Telegram Bot API, provided by Telegram FZ-LLC.

  • Terms of Service: https://telegram.org/tos
  • Privacy Policy: https://telegram.org/privacy
  • Bot API documentation: https://core.telegram.org/bots/api

License

GPL v3 or later

Blocks

This plugin provides 2 blocks.

  • Dfxfftc Channel Feed
  • Dfxfftc Channel Browser

Installation

  1. Upload the plugin to the /wp-content/plugins/ directory, or install via the WordPress plugins screen.
  2. Activate the plugin through the ‘Plugins’ menu.
  3. In WordPress admin, go to Settings Telegram Feed.
  4. Create a Telegram bot via @BotFather, paste the bot token into the settings page, and save.
  5. Add the bot as an administrator of every channel you want to mirror.
  6. Add a shortcode such as [dfxfftc_channel_feed channel="@yourchannel" count="10"] to a page, or use the «Feed for Telegram Channels» Gutenberg block / Elementor widget.

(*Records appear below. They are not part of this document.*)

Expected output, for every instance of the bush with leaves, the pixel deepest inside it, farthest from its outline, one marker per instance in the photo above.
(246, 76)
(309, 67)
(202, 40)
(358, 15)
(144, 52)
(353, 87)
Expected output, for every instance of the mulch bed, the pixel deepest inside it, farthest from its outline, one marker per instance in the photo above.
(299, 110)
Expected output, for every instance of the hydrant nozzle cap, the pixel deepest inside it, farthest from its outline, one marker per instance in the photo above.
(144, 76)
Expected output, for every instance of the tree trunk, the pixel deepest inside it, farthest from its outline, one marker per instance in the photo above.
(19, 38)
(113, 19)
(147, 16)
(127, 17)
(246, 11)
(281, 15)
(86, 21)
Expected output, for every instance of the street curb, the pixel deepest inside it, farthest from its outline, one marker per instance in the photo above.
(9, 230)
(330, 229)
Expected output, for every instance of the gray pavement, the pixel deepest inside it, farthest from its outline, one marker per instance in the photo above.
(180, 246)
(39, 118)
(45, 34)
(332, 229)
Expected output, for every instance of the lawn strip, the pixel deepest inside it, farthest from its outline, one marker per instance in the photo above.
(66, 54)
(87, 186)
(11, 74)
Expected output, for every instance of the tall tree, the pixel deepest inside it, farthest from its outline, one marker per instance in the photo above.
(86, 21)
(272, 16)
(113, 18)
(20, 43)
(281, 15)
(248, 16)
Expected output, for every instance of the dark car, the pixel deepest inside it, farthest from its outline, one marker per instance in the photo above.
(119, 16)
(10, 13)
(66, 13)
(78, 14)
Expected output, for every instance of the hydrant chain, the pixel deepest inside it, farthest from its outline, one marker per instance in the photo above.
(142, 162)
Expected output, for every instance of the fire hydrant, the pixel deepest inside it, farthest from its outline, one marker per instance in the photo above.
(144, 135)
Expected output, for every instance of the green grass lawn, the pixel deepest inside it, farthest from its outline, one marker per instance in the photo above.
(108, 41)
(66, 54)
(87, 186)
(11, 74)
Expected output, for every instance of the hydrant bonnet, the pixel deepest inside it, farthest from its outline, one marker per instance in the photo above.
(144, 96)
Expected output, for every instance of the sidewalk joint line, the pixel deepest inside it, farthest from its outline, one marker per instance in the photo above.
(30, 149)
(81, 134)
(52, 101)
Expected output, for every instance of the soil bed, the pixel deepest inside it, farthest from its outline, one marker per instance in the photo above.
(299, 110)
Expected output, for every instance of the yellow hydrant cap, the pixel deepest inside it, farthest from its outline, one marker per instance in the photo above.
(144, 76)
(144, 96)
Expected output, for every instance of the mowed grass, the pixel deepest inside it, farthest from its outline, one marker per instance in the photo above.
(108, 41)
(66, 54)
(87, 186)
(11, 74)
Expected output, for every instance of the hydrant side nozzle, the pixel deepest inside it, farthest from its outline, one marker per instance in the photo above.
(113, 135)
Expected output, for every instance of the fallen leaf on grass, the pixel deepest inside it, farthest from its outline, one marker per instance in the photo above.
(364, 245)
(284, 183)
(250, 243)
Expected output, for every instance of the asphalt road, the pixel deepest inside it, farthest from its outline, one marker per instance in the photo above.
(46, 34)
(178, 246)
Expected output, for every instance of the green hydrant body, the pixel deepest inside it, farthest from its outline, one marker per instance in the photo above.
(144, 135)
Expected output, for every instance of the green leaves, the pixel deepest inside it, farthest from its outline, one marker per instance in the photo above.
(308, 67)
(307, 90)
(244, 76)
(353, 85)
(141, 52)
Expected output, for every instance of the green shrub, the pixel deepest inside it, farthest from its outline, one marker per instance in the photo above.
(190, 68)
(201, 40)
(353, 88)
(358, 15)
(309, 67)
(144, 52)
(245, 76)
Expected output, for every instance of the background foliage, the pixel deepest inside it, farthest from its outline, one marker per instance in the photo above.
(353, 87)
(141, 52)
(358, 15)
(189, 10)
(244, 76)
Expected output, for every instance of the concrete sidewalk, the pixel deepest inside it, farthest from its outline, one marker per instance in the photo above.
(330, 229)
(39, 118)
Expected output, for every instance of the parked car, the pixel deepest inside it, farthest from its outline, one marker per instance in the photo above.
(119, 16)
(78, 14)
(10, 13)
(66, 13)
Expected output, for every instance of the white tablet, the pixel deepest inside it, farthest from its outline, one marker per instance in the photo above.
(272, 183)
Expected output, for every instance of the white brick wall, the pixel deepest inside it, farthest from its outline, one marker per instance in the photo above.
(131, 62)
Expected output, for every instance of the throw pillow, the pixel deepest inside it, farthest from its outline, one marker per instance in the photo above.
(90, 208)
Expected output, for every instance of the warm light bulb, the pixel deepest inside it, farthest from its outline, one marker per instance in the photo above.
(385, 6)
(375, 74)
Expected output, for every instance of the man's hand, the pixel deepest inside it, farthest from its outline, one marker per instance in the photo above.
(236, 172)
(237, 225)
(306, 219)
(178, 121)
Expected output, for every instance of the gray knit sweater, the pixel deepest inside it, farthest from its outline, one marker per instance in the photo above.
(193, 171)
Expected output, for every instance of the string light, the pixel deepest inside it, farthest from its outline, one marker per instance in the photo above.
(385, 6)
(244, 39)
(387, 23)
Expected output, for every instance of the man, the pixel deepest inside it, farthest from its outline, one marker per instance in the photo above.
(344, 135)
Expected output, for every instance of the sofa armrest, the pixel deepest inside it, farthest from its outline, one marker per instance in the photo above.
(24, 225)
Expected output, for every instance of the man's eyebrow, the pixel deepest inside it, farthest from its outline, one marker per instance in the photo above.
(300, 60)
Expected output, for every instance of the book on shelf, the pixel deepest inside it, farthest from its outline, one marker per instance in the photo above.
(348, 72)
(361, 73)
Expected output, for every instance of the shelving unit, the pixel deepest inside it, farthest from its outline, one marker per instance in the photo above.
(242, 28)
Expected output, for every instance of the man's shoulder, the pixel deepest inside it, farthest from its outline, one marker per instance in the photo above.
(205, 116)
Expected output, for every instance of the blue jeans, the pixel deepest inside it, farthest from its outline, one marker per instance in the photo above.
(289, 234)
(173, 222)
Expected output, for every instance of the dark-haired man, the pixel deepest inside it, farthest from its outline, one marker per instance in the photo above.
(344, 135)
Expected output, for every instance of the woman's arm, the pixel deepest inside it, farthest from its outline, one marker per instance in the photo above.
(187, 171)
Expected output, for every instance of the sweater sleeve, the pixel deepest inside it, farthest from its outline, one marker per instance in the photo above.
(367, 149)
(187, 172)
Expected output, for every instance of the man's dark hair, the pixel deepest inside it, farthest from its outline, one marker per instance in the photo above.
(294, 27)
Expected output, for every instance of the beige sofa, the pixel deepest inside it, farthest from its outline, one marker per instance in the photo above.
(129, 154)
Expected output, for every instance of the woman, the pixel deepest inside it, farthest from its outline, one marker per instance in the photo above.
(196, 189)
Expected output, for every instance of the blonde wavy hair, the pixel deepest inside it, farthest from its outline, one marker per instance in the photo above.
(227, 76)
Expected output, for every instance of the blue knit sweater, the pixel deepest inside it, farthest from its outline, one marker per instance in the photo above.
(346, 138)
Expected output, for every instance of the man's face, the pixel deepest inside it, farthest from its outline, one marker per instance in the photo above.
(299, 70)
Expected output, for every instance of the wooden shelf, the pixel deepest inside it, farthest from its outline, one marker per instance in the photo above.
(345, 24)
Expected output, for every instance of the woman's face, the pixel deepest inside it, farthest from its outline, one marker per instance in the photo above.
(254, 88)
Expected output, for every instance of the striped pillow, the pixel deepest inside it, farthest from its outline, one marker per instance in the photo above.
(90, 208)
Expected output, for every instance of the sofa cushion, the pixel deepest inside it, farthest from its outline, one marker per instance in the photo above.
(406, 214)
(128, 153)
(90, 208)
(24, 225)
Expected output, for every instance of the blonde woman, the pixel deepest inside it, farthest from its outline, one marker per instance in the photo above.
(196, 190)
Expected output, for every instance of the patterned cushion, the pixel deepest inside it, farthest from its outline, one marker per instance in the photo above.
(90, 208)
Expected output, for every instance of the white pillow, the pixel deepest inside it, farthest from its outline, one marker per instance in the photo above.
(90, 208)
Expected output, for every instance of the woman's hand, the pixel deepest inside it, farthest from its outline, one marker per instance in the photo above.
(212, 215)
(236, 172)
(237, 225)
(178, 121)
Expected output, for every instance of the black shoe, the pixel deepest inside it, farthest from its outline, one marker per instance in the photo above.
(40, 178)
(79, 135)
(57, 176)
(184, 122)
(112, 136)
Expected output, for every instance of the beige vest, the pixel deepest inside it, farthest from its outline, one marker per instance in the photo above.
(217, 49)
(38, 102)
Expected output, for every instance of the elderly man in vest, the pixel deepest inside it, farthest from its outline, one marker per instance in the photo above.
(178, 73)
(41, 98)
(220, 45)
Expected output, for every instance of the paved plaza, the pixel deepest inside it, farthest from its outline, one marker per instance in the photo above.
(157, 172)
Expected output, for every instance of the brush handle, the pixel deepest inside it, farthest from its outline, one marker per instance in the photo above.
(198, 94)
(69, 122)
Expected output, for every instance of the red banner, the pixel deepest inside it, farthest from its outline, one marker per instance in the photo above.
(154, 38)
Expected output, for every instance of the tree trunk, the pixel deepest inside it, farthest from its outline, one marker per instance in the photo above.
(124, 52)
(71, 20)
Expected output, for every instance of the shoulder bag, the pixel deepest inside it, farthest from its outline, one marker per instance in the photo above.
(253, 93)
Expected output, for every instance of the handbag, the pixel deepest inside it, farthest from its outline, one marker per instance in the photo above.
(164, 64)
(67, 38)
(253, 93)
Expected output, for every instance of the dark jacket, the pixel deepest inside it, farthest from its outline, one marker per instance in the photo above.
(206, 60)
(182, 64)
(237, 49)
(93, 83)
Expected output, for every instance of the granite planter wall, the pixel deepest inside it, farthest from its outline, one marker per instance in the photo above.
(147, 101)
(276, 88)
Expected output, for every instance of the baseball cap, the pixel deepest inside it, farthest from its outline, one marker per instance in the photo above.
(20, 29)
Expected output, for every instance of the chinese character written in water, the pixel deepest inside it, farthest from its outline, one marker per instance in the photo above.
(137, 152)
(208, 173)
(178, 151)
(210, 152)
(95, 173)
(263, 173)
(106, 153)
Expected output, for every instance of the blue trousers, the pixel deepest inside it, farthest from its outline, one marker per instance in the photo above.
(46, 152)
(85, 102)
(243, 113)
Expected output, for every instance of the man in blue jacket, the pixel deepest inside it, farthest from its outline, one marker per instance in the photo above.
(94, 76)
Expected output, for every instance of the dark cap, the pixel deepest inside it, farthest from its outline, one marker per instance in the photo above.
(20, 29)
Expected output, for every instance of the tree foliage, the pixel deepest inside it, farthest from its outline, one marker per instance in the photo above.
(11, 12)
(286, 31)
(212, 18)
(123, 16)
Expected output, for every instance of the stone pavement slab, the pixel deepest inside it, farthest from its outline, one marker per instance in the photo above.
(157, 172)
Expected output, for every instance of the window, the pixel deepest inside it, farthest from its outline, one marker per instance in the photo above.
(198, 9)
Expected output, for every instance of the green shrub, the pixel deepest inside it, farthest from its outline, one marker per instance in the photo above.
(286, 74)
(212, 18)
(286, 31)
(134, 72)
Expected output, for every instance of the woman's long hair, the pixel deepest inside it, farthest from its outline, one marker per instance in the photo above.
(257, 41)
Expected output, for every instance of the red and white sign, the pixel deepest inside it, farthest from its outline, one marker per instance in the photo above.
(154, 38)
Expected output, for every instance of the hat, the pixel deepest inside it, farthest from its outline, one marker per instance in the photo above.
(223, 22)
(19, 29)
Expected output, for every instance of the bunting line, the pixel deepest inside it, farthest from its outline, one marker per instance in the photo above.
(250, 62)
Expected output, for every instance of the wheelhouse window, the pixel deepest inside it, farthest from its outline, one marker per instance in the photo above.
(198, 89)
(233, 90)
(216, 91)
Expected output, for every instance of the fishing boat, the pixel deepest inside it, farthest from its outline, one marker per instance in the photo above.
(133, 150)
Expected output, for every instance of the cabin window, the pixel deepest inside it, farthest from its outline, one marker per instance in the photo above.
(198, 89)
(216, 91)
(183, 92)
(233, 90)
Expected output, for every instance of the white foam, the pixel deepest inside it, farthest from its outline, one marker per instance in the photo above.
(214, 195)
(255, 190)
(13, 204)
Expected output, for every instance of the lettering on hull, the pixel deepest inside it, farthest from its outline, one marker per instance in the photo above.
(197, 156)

Note: messages posted in the channel before the bot was added are not retrievable via the Bot API.

Reviews

There are no reviews for this plugin.

Contributors & Developers

“DFX Feed for Telegram Channels” is open source software. The following people have contributed to this plugin.

Contributors

Changelog

2.0.3

  • Add plugin icons for the WordPress.org directory page.

2.0.2

  • Replace all remaining old plugin name references with new name.

2.0.1

  • Sanitize nonce inputs with sanitize_text_field(wp_unslash()) before wp_verify_nonce().
  • Escape _n() translation output in bulk action admin notices.
  • Rename dfxTgAdmin JS global to dfxfftcAdmin for prefix consistency.

2.0.0

  • Renamed plugin from «DFX Telegram Channel Feed» to «DFX Feed for Telegram Channels» to comply with WordPress.org trademark naming guidelines.
  • Changed plugin slug to dfx-feed-for-telegram-channels and internal prefix from dfxtgfeed to dfxfftc.
  • Text domain updated to dfx-feed-for-telegram-channels.
  • Replaced all _e() with esc_html_e() and wrapped unescaped __() outputs in esc_html() for proper output escaping.
  • Moved inline <script> and <style> blocks to use wp_add_inline_script and wp_add_inline_style per WordPress enqueue best practices.
  • Bundled Lottie library locally instead of loading from cdnjs.cloudflare.com.
  • Documented Telegram Bot API usage in the «External services» readme section.
  • Lowered admin menu position to avoid colliding with core WordPress menu items.
  • Made GitHub repository public so the Plugin URI resolves correctly.
  • Added DB migration path from dfxtgfeed_* identifiers to dfxfftc_* for existing installs.

1.0.2

  • Fixed Plugin Check warnings: text domain now matches the plugin slug, and the unused Domain Path header was removed.

1.0.1

  • Removed the experimental «Sync Deletions» feature (which scraped the public t.me/s/<channel> preview) ahead of WordPress.org submission.

1.0.0

  • Internal release (not published to WordPress.org).